Thursday, September 3, 2009

application season

Med school applications are the sort of thing that can take over your life, financially, emotionally, and otherwise. Especially when you're like me: not quite a shoe-in, lingering at the cusp of being competitive. It's hard not to psychoanalyze, to spend time thinking about how to game the system. Even worse, my default mode of late has been to be super hard on myself. How can I not think, as I write my fourteenth essay trying to convince a nameless stranger what an excellent physician I'll make, how much easier this would be if I had just gotten one or two more questions right on the MCAT? But, alas, it's just not a productive train of thought.
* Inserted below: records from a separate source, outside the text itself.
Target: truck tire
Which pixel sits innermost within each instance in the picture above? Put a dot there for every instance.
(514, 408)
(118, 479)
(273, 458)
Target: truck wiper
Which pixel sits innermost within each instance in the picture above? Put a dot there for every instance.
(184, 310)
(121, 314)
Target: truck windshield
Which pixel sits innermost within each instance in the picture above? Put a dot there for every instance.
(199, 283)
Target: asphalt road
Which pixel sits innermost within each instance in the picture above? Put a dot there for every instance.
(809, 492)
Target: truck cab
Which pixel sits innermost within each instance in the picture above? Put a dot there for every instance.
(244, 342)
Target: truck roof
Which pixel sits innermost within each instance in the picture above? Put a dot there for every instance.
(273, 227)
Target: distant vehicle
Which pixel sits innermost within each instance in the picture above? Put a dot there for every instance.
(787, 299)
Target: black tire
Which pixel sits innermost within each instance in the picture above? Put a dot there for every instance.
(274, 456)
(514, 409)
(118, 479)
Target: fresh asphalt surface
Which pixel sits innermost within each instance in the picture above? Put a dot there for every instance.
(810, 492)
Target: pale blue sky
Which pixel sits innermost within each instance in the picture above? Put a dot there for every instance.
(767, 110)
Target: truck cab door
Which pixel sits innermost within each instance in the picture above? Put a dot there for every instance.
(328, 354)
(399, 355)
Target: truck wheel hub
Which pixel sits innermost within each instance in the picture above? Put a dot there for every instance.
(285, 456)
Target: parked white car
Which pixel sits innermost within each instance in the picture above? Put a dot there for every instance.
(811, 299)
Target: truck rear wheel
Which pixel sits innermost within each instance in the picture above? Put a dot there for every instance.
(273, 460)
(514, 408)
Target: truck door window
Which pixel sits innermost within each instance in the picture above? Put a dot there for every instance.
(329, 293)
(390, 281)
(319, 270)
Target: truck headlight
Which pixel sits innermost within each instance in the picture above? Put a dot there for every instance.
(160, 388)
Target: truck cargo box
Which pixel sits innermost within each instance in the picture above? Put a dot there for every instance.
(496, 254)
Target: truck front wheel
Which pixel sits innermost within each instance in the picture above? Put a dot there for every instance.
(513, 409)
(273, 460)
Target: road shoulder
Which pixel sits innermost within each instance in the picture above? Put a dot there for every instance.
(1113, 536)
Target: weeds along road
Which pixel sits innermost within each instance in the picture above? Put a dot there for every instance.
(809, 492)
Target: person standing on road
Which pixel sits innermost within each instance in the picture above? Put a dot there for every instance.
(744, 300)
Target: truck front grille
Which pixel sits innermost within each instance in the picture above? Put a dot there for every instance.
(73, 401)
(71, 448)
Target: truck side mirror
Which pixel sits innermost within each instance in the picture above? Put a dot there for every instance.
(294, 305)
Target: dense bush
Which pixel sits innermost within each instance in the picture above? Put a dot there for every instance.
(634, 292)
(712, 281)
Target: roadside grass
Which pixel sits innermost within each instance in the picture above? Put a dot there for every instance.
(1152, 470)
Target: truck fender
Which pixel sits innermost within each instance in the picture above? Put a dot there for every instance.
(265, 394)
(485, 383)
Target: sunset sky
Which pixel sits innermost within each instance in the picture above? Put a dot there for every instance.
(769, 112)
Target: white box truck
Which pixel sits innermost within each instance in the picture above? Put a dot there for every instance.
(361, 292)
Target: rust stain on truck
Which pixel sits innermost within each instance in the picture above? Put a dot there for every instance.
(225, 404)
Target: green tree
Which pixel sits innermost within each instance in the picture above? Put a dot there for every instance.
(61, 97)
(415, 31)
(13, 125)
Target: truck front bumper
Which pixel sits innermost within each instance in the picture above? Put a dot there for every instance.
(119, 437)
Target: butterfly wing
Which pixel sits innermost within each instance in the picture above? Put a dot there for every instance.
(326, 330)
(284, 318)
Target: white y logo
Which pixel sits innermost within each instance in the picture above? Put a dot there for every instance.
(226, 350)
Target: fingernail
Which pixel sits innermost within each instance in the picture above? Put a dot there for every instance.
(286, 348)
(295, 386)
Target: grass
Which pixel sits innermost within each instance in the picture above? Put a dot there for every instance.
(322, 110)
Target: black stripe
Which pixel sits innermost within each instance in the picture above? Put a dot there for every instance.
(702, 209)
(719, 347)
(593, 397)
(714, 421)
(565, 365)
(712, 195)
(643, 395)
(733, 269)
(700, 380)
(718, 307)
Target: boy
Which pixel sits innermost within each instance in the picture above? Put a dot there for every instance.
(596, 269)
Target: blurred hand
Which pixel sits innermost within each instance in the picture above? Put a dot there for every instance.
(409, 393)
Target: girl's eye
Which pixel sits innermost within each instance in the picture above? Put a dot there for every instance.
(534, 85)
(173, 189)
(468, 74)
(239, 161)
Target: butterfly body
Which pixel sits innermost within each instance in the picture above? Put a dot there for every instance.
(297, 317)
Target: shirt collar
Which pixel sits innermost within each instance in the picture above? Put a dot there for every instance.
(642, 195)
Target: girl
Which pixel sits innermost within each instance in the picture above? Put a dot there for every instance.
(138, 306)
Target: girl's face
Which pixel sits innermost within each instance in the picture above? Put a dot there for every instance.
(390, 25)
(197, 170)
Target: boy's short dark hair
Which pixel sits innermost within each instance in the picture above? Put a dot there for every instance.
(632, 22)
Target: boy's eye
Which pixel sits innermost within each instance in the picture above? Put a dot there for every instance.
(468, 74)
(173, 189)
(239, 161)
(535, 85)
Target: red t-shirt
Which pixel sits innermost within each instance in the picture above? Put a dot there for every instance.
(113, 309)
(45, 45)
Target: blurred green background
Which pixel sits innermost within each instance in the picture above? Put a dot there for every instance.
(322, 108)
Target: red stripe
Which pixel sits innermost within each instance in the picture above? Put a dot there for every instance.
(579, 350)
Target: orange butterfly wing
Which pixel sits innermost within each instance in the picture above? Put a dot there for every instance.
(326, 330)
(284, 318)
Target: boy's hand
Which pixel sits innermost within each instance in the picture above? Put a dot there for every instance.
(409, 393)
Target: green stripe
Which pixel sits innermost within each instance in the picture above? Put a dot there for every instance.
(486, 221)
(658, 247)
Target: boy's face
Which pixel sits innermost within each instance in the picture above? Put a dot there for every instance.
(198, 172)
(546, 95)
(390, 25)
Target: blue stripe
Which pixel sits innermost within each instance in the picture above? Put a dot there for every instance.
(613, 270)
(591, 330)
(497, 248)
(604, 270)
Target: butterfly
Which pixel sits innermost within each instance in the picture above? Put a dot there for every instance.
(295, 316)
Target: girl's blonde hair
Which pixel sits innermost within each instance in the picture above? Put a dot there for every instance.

Anyways. I am trying to push through them. I sent in my first complete application yesterday to my first choice school. Today I am trying to get five more out the door. By the end of the weekend, I hope to have all 16 or so finished. At about $130 a pop, it's going to be an expensive few days. And it's going to be an even longer eight or so months waiting to hear back.

I may not get in anywhere, given my cusp-like stats, which is a tough reality after all the time, effort, and expense I've endured in the last two years. Not to mention the, uh, lack of a solid backup plan. J. likes to remind me that I'm doing something really, really hard, especially for an English major, and it helps me to put perspective on it. Organic chemistry is hard, and I did it! So these committees can have my 99th percentile verbal score, they can shake their heads at my marginal physical sciences score, and they will take it or leave it. I don't portend to be a physics genius, but I'll be a great doctor, and hopefully they'll see that somewhere in the delgues of paper they get from me in the next few days.